Let $X$ be a natural number chosen uniformly at random from $1, . . . , n$. I'd like to see how the bounds of $P(X \geq \frac{(n+1)}{2} + r\sqrt{n})$ behave as $n \to \infty$ for some value of $r > 0$. First, I need to obtain the bounds using Markov's and Chebyshev's inequality.

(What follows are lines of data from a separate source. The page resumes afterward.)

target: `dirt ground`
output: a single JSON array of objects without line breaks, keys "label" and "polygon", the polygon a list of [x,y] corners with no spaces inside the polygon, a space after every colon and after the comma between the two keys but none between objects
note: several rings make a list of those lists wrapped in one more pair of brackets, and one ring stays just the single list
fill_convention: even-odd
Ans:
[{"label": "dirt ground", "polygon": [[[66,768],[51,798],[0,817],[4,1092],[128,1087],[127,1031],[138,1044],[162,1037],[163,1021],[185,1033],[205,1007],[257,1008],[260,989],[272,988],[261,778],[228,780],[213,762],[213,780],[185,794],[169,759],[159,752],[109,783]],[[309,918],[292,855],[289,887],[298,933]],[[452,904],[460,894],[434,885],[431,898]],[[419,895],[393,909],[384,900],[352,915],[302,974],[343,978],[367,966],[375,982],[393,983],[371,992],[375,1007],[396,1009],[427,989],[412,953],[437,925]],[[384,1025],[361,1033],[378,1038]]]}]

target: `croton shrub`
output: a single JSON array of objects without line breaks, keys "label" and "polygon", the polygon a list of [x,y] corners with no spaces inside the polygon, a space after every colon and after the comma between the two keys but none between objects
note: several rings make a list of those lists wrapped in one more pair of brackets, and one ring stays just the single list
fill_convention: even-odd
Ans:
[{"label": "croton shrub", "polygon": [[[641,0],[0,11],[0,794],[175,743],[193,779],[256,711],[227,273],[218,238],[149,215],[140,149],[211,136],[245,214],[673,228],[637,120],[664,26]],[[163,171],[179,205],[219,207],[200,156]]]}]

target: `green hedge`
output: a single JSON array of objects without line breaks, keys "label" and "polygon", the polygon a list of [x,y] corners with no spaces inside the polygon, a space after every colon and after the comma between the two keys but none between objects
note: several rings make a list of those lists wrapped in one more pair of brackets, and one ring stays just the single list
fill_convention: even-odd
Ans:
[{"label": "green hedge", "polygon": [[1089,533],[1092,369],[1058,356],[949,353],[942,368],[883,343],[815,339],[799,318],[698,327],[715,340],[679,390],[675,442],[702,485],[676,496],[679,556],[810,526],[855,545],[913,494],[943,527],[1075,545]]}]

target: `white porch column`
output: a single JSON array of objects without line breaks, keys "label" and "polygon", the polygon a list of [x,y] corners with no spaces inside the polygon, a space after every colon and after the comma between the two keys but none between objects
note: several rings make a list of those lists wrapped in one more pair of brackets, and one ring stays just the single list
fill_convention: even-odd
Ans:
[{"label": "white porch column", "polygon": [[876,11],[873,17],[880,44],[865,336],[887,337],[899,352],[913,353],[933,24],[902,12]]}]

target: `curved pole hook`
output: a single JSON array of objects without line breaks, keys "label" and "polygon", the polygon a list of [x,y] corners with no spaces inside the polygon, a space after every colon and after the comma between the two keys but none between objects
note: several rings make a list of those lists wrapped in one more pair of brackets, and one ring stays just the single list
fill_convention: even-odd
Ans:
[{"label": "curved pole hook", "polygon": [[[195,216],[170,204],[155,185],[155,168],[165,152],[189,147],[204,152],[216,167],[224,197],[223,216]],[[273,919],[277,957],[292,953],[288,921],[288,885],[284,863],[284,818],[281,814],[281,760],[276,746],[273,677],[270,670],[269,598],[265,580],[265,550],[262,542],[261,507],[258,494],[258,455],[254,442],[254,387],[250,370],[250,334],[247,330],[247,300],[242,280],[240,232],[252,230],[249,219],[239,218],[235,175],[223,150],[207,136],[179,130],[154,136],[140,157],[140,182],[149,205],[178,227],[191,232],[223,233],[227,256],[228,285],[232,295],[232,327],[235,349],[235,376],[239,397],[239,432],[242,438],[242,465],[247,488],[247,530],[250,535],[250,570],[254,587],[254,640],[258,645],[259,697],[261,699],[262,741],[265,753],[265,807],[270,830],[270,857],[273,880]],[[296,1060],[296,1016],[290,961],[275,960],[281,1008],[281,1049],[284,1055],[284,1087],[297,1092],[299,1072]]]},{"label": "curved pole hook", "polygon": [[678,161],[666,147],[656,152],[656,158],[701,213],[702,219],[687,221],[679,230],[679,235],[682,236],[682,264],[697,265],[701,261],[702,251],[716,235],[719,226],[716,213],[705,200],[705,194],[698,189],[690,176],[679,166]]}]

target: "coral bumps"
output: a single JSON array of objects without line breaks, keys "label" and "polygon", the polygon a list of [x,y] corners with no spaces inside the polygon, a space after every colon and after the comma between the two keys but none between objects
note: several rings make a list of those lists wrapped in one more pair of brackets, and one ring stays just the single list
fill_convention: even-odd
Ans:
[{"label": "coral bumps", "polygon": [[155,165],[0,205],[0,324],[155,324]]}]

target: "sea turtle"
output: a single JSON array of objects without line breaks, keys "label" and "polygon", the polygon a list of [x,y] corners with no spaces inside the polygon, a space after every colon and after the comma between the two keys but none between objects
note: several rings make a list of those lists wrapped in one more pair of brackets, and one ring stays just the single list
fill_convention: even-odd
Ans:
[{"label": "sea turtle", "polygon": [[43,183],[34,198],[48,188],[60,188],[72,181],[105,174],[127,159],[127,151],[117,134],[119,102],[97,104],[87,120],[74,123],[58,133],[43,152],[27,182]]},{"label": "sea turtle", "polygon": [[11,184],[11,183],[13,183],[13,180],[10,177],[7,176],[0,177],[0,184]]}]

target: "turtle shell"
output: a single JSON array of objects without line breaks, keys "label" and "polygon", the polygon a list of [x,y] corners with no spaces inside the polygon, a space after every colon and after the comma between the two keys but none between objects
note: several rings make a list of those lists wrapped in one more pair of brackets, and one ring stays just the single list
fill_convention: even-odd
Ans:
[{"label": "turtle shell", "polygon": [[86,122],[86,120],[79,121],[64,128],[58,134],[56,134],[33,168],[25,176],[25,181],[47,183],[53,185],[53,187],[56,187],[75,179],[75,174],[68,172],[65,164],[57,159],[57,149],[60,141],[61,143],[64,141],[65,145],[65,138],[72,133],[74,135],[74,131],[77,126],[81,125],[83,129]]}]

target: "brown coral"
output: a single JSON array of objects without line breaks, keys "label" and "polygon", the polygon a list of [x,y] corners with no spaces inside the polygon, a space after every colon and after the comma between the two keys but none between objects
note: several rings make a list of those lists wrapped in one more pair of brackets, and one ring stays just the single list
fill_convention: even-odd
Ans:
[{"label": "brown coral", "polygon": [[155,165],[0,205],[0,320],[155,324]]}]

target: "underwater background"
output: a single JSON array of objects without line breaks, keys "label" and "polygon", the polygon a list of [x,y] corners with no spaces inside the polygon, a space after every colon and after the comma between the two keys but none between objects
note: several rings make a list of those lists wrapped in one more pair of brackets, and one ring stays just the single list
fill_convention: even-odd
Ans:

This is how I did it: If $X$ is a natural number chosen uniformly at random from $1, . . . , n$, then $P(X = 1) = \frac{1}{n}, P(X = 2) = \frac{1}{n}, \dotsc, P(X = n) = \frac{1}{n}$. So,
$$E(X) = \sum_{j=1}^n\frac{j}{n} = \frac{1}{n}\frac{n(n-1)}{2} = \frac{n-1}{2}$$ and $$E(X^2) = \sum_{j=1}^n\frac{j^2}{n} = \frac{1}{6}(2n^2+3n+1).$$ Therefore,
\begin{align} \text{Var}(X) &= E(X^2) - E(X)^2 \\ &= \frac{1}{6}(2n^2+3n+1) - \frac{(n-1)^2}{4}\\ &= \frac{(n+1)(2n + 1)}{6} - \frac{(n-1)^2}{4}\\ &= \frac{2(n+1)(2n + 1) - 3(n-1)^2}{12}\\ &= \frac{n^2+12n-1}{12} \end{align} Now, $$P(X \geq \frac{(n+1)}{2} + r\sqrt{n}) = P(X - \frac{(n-1)}{2} \geq 1 + r\sqrt{n})$$ since $\frac{(n+1)}{2} = \frac{(n-1+1+1)}{2} = \frac{(n-1)}{2} + 1$. Because $1 + r\sqrt{n}$, I can use Chebyshev's inequality in the following manner \begin{align} P(X - \frac{(n-1)}{2} \geq 1 + r\sqrt{n}) &= P(|X - \frac{(n-1)}{2}| \geq 1 + r\sqrt{n})\\ &\leq \frac{\text{Var(X)}}{(1+r\sqrt{n})^2}\\ &= \frac{n^2+12n-1}{12(1+r\sqrt{n})^2}, \end{align} which is the bounds for $P(X \geq \frac{(n+1)}{2} + r\sqrt{n})$. But when I plot the bounds, all I can conclude is that the bound goes to infinity (when $n \to \infty$) for small $r$. For large $r$, it seems that the bound goes to $0$ (also when $n \to \infty$). Am I doing the calculation correctly?
There is one error in your calculations but it isn't an important one. It is in the equality \begin{equation} P(X - \frac{(n-1)}{2} \geq 1 + r\sqrt{n}) = P(|X - \frac{(n-1)}{2}| \geq 1 + r\sqrt{n}) \end{equation} Consider $n = 25$ and $r = 1$ so that $$P(X - \frac{(n-1)}{2} \geq 1 + r\sqrt{n}) = P(X - 12 \geq 6) = P(X \geq 18) = 8/25$$ while $$P(|X - \frac{(n-1)}{2}| \geq 1 + r\sqrt{n}) = P(|X - 12| \geq 6) = P(X \in \{1,2,...,6\}\cup\{18,19,...,25\}) = 14/25$$ In general the second bound should be just a bit less than double the first. However, this doesn't change the fact that the limit in the bound from Chebyshev goes to $+\infty$, this is because Chebyshev is often quite a loose bound when applied near the expected value. Let me make this precise.
One way of stating Chebyshev's inequality is that \begin{equation} P(|X - EX| > k) \leq \frac{Var(X)}{k^2} \end{equation} When $k << \sqrt{Var(X)}$ then \begin{equation} 1 <<\frac{Var(X)}{k^2} \end{equation} and we see that Chebyshev becomes a very bad bound. Now let's look at $k$ and $Var(X)$ when $n$ becomes very large.
\begin{align} k &= 1 + r\sqrt{n} \approx r\sqrt{n} \\ \sqrt{Var(X)} &= \sqrt{(n^2 + 12n - 1)/12} \approx \frac{n}{12} \end{align} (remember I'm using $n$ big enough that everything else doesn't contribute much). From this we see that for large $n$ (unless $r$ is also very large) \begin{equation} k \approx r\sqrt{n} << \frac{n}{12} \approx \sqrt{Var(X)} \end{equation} and we see that the bound from Chebyshev really should be quite a bad bound when $n$ is big (unless as you pointed out $r$ is also big).